ISO/IEC 27001 provides a structured, risk-based framework to protect the confidentiality, integrity, and availability of information assets, while ISO/IEC 27701 strengthens governance and privacy controls around personally identifiable information (PII).
Isaac Owilla, NCBA Group Director of Technology & Operations, said, “Attaining these dual ISO certifications is a significant milestone in our journey to strengthen information security. Our customers can be assured of the highest standards in security, service management, and regulatory compliance. Compliance is not a destination, and we remain committed to providing services that are secure, efficient, and high-quality.”
The certification initiative was driven by NCBA’s growing digital footprint, cross-border operations, and increasing reliance on technology and third-party providers. Phase one covered Kenya and Uganda, with Kenya prioritized due to its role in delivering approximately 80% of the Group’s technology and information security functions. Phase two will extend the certifications to Loop DFS, Tanzania, and Rwanda, leveraging lessons learned from the initial phase.

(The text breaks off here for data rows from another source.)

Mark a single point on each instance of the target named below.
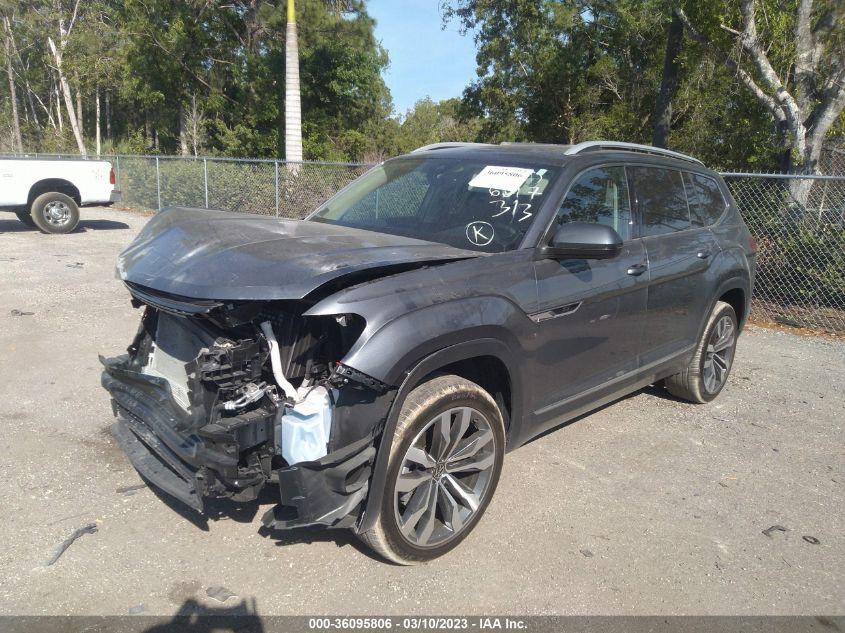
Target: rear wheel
(708, 371)
(25, 217)
(445, 460)
(54, 212)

Owilla added, “NCBA invests in staff training, fosters a culture of continuous improvement, and encourages active participation in system enhancements. This strengthens our ability to deliver top-tier service, maintain information security, and achieve operational excellence.”
With its dual ISO certifications, NCBA reinforces its position as a regional leader in banking innovation, providing secure, reliable, and globally compliant financial services.